Les deux chercheuses et leur équipe montrent qu’effectivement, de nombreuses femmes préfèrent le test urinaire au frottis du col de l’utérus. Pour une autre partie du projet, Eliane Rohner avait prévu de réaliser une analyse coût-efficacité des nouveaux tests de dépistage de l’HPV, mais les données faisaient défaut. « C’est pourquoi j’ai proposé de modifier le plan de recherche », raconte-t-elle.

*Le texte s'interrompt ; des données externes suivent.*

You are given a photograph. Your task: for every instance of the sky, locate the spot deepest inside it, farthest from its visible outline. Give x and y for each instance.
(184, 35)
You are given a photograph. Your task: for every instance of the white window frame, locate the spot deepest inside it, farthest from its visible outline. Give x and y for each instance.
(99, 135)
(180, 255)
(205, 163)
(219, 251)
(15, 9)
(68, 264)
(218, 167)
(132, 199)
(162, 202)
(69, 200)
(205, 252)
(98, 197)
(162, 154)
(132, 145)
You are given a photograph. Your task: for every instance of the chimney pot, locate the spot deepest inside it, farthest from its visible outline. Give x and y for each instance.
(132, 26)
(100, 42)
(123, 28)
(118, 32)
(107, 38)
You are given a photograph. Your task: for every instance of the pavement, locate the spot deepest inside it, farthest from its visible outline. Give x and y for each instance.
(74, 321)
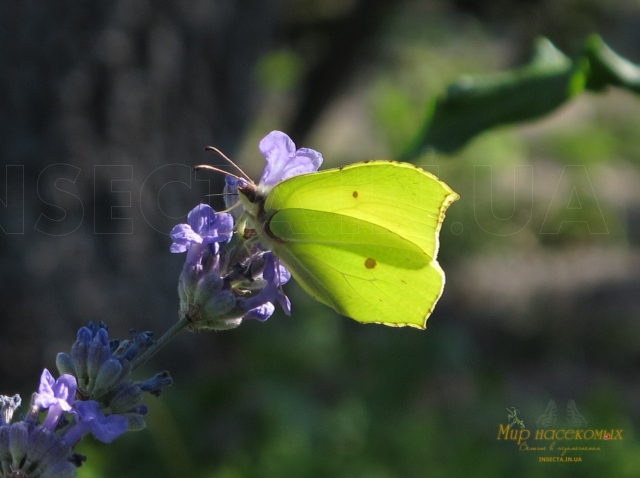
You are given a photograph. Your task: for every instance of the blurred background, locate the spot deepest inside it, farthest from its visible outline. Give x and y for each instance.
(106, 105)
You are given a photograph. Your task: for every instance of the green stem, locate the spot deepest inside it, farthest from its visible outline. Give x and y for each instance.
(161, 342)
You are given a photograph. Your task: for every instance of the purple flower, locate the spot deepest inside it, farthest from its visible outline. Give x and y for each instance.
(284, 161)
(203, 227)
(261, 306)
(90, 419)
(56, 395)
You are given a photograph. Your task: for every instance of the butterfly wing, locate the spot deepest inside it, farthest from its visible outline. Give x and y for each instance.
(363, 239)
(397, 196)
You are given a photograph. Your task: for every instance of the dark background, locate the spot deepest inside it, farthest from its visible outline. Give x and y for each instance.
(105, 106)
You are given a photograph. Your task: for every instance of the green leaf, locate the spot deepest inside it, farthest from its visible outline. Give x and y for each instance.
(474, 104)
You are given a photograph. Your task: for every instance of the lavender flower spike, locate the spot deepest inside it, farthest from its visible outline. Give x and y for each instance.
(284, 161)
(56, 395)
(90, 419)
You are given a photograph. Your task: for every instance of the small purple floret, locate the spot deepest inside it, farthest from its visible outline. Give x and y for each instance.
(91, 420)
(56, 395)
(284, 161)
(203, 227)
(261, 306)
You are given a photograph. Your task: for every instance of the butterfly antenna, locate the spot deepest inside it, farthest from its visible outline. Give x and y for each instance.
(227, 159)
(213, 168)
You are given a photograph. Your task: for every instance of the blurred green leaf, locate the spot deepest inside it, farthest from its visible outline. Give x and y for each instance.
(477, 103)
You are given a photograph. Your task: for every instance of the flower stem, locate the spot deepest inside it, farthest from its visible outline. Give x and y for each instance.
(161, 342)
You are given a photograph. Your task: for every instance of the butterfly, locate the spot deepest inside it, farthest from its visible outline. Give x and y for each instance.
(362, 238)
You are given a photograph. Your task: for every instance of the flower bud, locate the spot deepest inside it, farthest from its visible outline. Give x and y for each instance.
(65, 364)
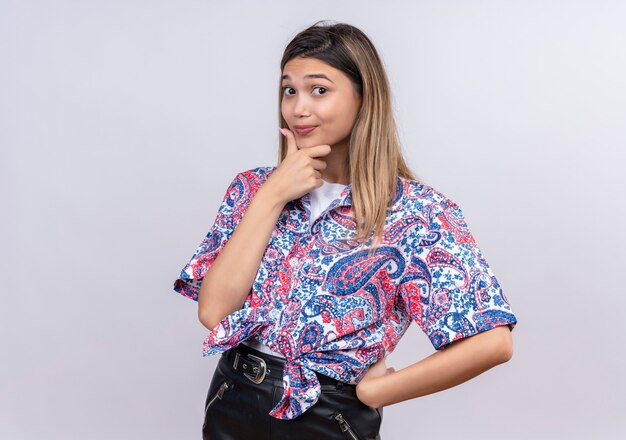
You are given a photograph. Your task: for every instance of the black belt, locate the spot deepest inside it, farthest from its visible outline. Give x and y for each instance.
(257, 366)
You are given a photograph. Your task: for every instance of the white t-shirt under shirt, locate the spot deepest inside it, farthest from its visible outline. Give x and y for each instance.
(321, 198)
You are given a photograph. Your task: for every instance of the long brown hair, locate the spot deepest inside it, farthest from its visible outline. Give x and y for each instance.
(375, 159)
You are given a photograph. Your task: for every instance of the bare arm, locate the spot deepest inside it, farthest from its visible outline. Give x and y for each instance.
(227, 284)
(460, 361)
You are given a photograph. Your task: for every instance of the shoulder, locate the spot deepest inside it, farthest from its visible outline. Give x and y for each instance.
(256, 175)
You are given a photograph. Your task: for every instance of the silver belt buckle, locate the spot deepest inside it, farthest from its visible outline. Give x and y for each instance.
(260, 372)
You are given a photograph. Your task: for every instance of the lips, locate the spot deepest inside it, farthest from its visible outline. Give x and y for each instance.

Elle amorce une coopération avec Carla Chibwesha, professeure à l’université de Caroline du Nord et à l’université Wits à Johannesburg. C’est ainsi qu’elle atterrit finalement en Afrique du Sud. Le passage de la petite ville universitaire américaine à Johannesburg, une « mégalopole et gigantesque melting pot » était marquant. « Il faut saisir les occasions qui se présentent et accepter les changements imprévus, cela les rend encore plus enrichissants », affirme Eliane Rohner.
Courage et persévérance
Pendant son séjour à Johannesburg, elle apprend que son ancienne directrice de groupe de recherche à l’IMSP part à l’Institut tropical de Bâle et qu’un poste intéressant se libère donc bientôt à Berne. Elle postule et obtient le poste, dont la durée est limitée à cinq ans. Elle ne sait pas encore ce qui suivra, mais pour le moment, elle a fort à faire dans sa nouvelle fonction. Elle travaille à son habilitation et met en place sa propre équipe de recherche. « Ma priorité est de mettre en place une base solide », souligne-t-elle. Cela prend du temps et ne porte ses fruits que plus tard. Il faut beaucoup de courage et de persévérance pour résister à la pression de carrière et de publication qui s’exerce dans les milieux universitaires. Mais Eliane Rohner n’est pas intéressée par la compétitivité : « Nous générons des connaissances qui servent la collectivité. Je trouve donc plus judicieux de coopérer que de se faire concurrence », dit-elle.